Nunca había experimentado un levante callejero. De chica me decían piropos por la calle, o al pasar frente a una obra en construcción, los obreros me engalanaban con toda clase de guarangadas. Demostraciones que hoy en día serían consideradas acoso sexual, pero aunque nunca me sentí realmente acosada, lo cierto es que no era de las que se iban a la cama con el primer tipo que se les cruzara. Y atención a la expresión «no era».

Para mí el sexo tenía que ser con amor, por eso mi primera vez fue con quién sería mi marido, y aunque obviamente que no esperamos a casarnos para tener sexo, recién me entregué a él cuándo nos comprometimos, cuándo supe de corazón que era el amor de mi vida.

Durante años me dediqué a mi esposo y a mis hijos, olvidándome de mí, de mi cuerpo, de mis sentimientos y emociones.

Ya ustedes saben lo que pasó, no me voy a repetir, pero en ésta segunda chance que me está dando la vida, sentía que me merecía que alguien me levantara por la calle.

No tuve que buscar mucho, aunque hoy es un poco más difícil con lo del «Me Too» y el empoderamiento femenino, fue relativamente fácil conseguir lo que buscaba.

Ese día, al salir de la Clínica, decidí volver a casa en colectivo, en vez tomar un taxi como de costumbre. Si tengo que apelar a la honestidad brutal, debo admitir que estaba con ganas de coger. El Doctor me había dicho de ir al telo, y el Director me estaba buscando, pero quería algo diferente, no el mismo menú.

Lo que buscaba era algo casual, espontáneo, un «choque y  fuga», no me interesaba sumar un amante más a los que ya tengo.

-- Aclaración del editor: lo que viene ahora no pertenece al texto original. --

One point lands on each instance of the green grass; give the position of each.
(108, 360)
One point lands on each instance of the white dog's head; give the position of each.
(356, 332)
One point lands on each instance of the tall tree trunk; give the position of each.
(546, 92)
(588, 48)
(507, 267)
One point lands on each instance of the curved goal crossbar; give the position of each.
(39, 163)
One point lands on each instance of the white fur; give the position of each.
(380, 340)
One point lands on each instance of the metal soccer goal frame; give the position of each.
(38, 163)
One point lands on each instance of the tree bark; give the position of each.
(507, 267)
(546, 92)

Así que mientras espero en la parada de la línea 12, veo que un muchacho me observa con insistencia. No debe tener más de 25 años, el pelo bien corto, barba de tres días, alto, de cuerpo robusto y trabajado. Aún con ropa se nota que hace fierros.

Aunque viene el colectivo, lo dejo pasar, ya que no veo que él vaya a subirse. Ya me había decidido a subirme tras de él, tomara el que tomase, ya que ahí paraba también el 37. Pero al ver que los colectivos pasaban y ninguno avanzaba, decidí acercarme.

-Perdón, pero ¿nos conocemos?- le pregunto, tratando de no sonar intimidante.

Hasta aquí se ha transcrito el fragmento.